İstanbul'daki Suudi Arabistan Konsolosluğu'na girdikten sonra "kaybolan" gazeteci Cemal Kaşıkçı olayıyla ilgili ortaya çıkan her ayrıntı aklın sınırlarını zorluyor.
Suudilerin, on bir gündür kimseyi yanaştırmadıkları "olay yerini" önce bir güzel süpürüp, paspaslamalarını, ardından çamaşır suyuyla yıkamalarını, üstüne bir de boya badana yapmalarını ağzımız açık izliyoruz.
Hepimizin kafasında aynı sorular?
Diyelim ki bir devlet böyle bir cinayet için, doğrudan kendisini işaret edecek Konsolosluk mekânını seçti.

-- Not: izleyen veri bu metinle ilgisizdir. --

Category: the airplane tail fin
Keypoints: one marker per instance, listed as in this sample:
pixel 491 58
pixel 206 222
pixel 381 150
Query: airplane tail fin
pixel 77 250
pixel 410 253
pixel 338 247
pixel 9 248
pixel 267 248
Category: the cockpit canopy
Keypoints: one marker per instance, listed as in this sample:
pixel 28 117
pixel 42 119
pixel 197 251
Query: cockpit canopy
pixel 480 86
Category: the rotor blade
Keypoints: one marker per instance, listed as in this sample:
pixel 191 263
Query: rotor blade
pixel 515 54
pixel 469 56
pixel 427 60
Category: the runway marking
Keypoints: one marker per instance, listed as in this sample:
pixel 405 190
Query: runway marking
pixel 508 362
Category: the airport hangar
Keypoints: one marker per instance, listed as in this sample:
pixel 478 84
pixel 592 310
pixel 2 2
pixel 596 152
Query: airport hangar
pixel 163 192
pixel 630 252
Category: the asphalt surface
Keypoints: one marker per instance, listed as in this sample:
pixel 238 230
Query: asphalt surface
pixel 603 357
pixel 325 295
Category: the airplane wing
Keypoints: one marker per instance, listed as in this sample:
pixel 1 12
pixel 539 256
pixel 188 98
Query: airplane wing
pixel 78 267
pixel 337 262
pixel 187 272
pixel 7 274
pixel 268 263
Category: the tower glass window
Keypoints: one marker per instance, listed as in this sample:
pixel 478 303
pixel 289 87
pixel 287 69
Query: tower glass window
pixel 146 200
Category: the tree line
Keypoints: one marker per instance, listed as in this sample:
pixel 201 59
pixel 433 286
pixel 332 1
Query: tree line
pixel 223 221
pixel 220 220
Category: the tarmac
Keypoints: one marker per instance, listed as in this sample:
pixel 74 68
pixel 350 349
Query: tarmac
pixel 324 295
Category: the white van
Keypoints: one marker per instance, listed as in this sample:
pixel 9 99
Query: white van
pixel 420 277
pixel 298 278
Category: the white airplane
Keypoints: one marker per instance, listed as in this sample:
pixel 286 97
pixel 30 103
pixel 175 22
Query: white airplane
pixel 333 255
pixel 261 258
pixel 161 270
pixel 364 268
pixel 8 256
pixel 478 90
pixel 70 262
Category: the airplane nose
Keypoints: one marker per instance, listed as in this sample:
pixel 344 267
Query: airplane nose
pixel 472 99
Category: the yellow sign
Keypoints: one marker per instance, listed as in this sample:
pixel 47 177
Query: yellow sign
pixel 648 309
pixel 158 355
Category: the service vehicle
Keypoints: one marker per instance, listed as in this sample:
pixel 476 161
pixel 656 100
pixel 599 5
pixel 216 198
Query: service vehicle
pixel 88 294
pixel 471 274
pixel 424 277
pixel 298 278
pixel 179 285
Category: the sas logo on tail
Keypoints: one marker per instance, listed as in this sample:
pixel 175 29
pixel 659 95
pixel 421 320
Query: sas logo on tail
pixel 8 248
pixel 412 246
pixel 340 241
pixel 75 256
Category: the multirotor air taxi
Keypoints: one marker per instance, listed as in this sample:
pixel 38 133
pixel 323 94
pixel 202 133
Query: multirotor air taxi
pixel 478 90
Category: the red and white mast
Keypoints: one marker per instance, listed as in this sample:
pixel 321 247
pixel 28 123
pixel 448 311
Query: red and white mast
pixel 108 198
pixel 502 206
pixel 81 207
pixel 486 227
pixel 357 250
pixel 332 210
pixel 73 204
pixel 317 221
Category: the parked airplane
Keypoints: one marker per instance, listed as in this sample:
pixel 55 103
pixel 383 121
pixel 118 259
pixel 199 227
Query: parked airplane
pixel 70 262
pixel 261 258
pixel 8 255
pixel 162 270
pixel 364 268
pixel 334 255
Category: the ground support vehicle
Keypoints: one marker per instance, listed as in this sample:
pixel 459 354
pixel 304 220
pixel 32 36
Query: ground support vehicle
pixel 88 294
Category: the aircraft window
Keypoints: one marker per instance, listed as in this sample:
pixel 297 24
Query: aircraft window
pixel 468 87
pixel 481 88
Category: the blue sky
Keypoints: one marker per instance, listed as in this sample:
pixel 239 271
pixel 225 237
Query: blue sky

O halde olağanüstü titizlik gösterip iz bırakmaması gerekir değil mi? Ama bu olayda izden geçilmiyor. Tam Kaşıkçı'nın içeriye girdiği saatlerde kameraları çalıştıran sistemin duracağı tutmuş, buna kim inanır?
Binayı gazetecilere gezdiren Başkonsolosun dolap kapaklarını açıp kapayarak, "işte bakın burada da yok" diyerek dolaşması çok komik değil mi? Cinayet günü "birkaç saatliğine" Suudi Arabistan'dan gelen, aralarında bir de "Adli tıpçının" olduğu özel ekip fazla göze batmıyor mu? Peki ya Konsolosluk 'ta çalışan Türk personele verilen zorunlu izinler? Binaya yanaşan siyah camlı araçların "kısa yolcukları", gizemli bavullar… Ve Son olarak, Suudi Arabistan İstanbul Başkonsolosunun, Türk polisinin evinde arama yapacağı saatlerde uçağa atlayıp ülkesine kaçması…
Bütün bu ayrıntılardan ikisi üçü bir polisiye filmde yer alsa işin tadı kaçar. Seyirci, "Hadi oradan bu kadar da ipucu verilir mi" diyerek izlemeyi bırakır.
Ama bu kez yaşananlar gerçek… Fail de "meşru bir devlet" olarak uluslararası arenada boy gösteren bir organizasyon. Yani sonuna kadar izleyip, bu vahşetin bedelinin, tıpkı fütursuzca işlenen cinayet gibi, hepimizin gözleri önünde açıkça ödendiğini görmek zorundayız.
Çünkü adaletsizlikler rağmen eğer dünya bugün hala yaşanılabilir bir yerse bunu insanlığın ortak birikimi olan değerlere borçlu.
Ne var ki gelişmelere bakınca insan kaygılanmadan edemiyor…
Orta Doğu'nun şerifi ABD'nin Başkanı Trump'ın, Suudilere sattığı 110 milyon dolarlık silahlardan bahsedip bu ilişkiden vazgeçemeyeceklerini söylemesi… Köşeye sıkışan Suudi yönetiminin, Kaşıkçı'nın Konsolosluktaki sorgu sırasında kalp krizinden öldüğü ve ülkesine götürüldüğü senaryosunu piyasa sürmesi… İşi çözmek istiyoruz" diyen Başkan Trump'ın, Pompeo'yu, cinayetin işlendiği ve araştırıldığı İstanbul'dan önce Riyad'a göndermesi… Ardından FOX'a çıkıp "Kaşıkçı olayına tepkim, Kral ve Veliaht Kral'ın konuyu bilip bilmemesine bağlı. Öncelikle, ne oldu? Ya da onlar biliyor muydu?" diye yan çizmesi…
Kaygılanmakta haksız değiliz sanırım.
Ama herkes bilmeli ki, şimdiden tarihe geçen bu cinayettin üstünü örtmeye çalışanlar da katille beraber anılacaklar.